One of the most talked about issues last year facing the legal industry was the emergence of artificial intelligence (AI). Courts and firms have wrestled with the appropriate response to AI with varied approaches. Accordingly, we wanted to revisit the industry’s response to a similar technological change: the advent of digital legal research platforms such as WestLaw and Lexis.
Beginning in the 1970s and culminating in the late 1990s, legal research providers such as LexisNexis and Westlaw introduced digital research. From first accessing it via research terminals to personal computers and high-speed at-home internet, the transition had a longer life cycle than what we are witnessing with AI. Regardless, in the end, these legal research platforms transformed the practice of law.
What lessons can be learned? We asked two individuals for their thoughts. Richard K. Herrmann, Esquire, long considered one of the leading technologists in the bar, was a managing partner of his law firm during the early days of digital research and was among the first Delaware attorneys to introduce personal computers to his firm. Kevin F. Brady, Esquire, was in law school when digital research emerged and has since had experience at large law firms and in house at large corporations. Here’s our conversation:
Q: When digital legal research was first available to the bar, did your firm have concerns about its use?
Brady: Yes, when electronic legal research first became available, law firms were very cautious. There were several concerns regarding the accuracy and comprehensiveness of the research databases. Additionally, there was skepticism about the reliability of the technology and whether it would be viewed by judges as a trusted approach over traditional methods.
Herrmann: I believe our firm was the first to have electronic research through Lexis in Delaware. I was involved in a case dealing with the defense against the family of a 15-year-old boy who was severely injured when he dove into an above-ground swimming pool. I’d been manually researching for an assumption of the risk defense through the West key index system. I could find nothing. We had a Lexis sales representative displaying her product in our conference room. She asked for something she could research and I gave her the search terms “above-ground swimming pool,” “injury and/or accident,” and “Delaware state or federal.” Instantly, she found a case in the third circuit, Colosimo v. May Department Store. It was directly on point dealing with assumption of the risk and above-ground swimming pools. We signed up for Lexis that day.
Q: Did your firm enact any policies in response to digital legal research?
Brady: Yes, law firms enacted policies to ensure the effective and responsible use of electronic legal research tools. There were guidelines on when and how to verify the information obtained from electronic databases, including cross-referencing with traditional hard-copy sources.
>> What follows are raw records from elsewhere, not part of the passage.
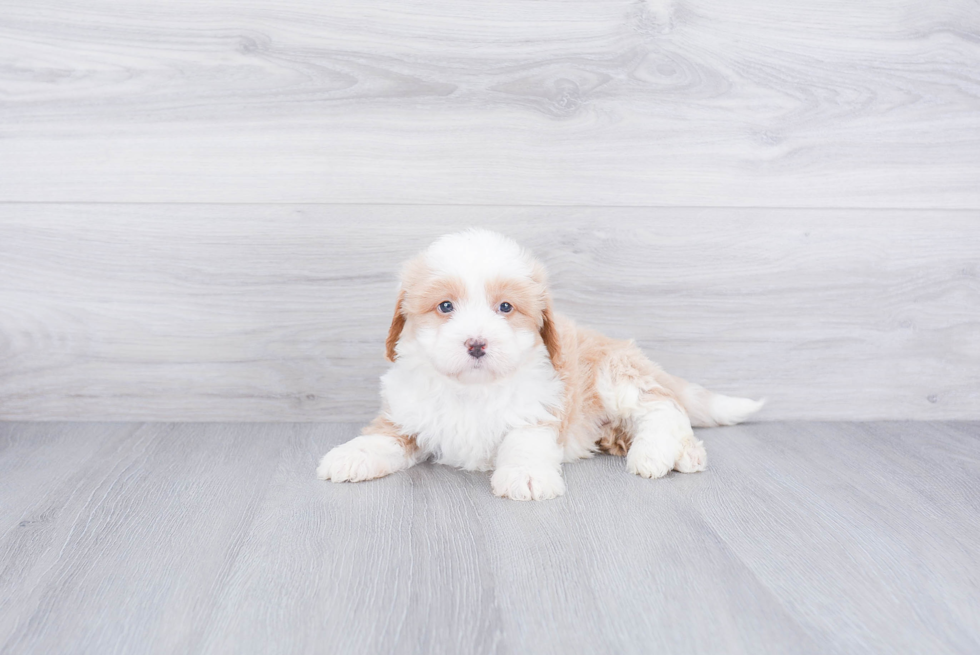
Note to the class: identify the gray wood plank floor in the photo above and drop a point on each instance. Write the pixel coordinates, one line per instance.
(216, 538)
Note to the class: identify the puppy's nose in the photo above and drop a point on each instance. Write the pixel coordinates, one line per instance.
(476, 347)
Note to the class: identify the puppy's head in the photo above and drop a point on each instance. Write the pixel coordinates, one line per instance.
(475, 305)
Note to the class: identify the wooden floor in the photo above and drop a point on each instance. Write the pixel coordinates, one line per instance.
(188, 538)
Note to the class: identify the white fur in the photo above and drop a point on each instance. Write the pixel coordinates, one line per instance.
(663, 440)
(462, 424)
(501, 411)
(364, 458)
(528, 465)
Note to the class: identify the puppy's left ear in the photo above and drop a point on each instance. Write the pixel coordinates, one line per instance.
(549, 334)
(395, 331)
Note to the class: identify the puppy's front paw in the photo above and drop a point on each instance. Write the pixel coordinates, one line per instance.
(364, 458)
(527, 482)
(693, 457)
(650, 459)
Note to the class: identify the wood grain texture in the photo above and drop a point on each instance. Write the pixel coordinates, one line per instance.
(556, 102)
(216, 538)
(267, 312)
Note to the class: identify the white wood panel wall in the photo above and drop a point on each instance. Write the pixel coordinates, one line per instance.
(261, 312)
(594, 102)
(774, 198)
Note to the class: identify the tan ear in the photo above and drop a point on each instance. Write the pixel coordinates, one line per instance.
(395, 331)
(549, 334)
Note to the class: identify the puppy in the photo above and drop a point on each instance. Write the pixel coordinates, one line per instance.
(487, 376)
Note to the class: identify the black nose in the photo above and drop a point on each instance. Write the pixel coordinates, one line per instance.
(476, 347)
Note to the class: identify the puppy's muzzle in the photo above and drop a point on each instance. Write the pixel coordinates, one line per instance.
(477, 348)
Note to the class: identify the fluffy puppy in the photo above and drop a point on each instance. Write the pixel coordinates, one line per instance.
(487, 376)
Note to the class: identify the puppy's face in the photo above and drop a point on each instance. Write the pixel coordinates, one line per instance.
(475, 305)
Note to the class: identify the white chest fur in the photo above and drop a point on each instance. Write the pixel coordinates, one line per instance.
(463, 424)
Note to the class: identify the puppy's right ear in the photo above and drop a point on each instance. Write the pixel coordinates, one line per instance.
(395, 331)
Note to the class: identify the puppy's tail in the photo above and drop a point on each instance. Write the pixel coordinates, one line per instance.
(707, 409)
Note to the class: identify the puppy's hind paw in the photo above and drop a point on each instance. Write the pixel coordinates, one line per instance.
(527, 483)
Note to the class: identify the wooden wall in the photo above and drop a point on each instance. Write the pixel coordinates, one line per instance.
(203, 204)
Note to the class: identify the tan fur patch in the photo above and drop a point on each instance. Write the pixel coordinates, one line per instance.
(381, 425)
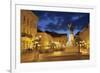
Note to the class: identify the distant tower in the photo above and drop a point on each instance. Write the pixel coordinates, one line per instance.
(71, 39)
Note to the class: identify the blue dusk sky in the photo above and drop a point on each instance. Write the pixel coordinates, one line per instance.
(57, 22)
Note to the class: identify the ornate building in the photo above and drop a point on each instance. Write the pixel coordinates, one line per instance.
(28, 28)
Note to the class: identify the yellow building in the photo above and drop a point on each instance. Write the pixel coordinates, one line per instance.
(45, 39)
(28, 28)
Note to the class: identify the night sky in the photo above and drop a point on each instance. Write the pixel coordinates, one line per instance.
(57, 22)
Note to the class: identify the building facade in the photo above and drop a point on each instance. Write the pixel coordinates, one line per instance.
(28, 28)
Training sessions were conducted to familiarize attorneys with the new technology and to ensure they were using it efficiently. Additionally, there were protocols established for documenting and citing electronic research to maintain the integrity of the legal research.
Herrmann: I don’t believe our firm had any policies regarding electronic research. However, at the time, best practices were to consider electronic research as secondary and manual research as primary.
Q: Looking back, would you have done anything differently?
Brady: In hindsight, I would have advocated for more “early adopters” for the bench and bar to facilitate a more rapid and enthusiastic adoption of electronic legal research tools. While the approach was cautious and methodical, the legal community could have benefited from embracing the technology sooner.
Herrmann: I would have required all lawyers using electronic research in our firm to have undergone significant training. We did a test with associates researching a fact pattern against Lexis and Westlaw trainers. Associates spent hundreds, if not thousands, of dollars more doing the research.
Q: Based on your experience with the transition to electronic legal research, do you have any recommendations for firms and courts dealing with the advent of artificial intelligence?
Brady: I would recommend that firms and courts approach the advent of AI with an open mind and a critical eye. It is important to invest in training and education to ensure that legal professionals understand how to use AI tools effectively and, most importantly, ethically. Establishing clear guidelines and protocols for the use of AI in legal research and practice is crucial. Additionally, continuously evaluating and updating these policies as the technology evolves will help maintain the integrity and reliability of legal work.
Herrmann: I think the primary danger of artificial intelligence will be related to lawyers who are attempting to use free or inexpensive versions for business purposes rather than spending the money to use the products offered by Lexis or Thomson Reuters.
Looking Ahead
As 2025 begins, it is likely that AI will continue to dominate discussions within firms and courts. If history repeats itself, artificial intelligence will transform the legal industry. But as with digital research, understanding what tools are being employed and having the requisite training will ensure a successful transition.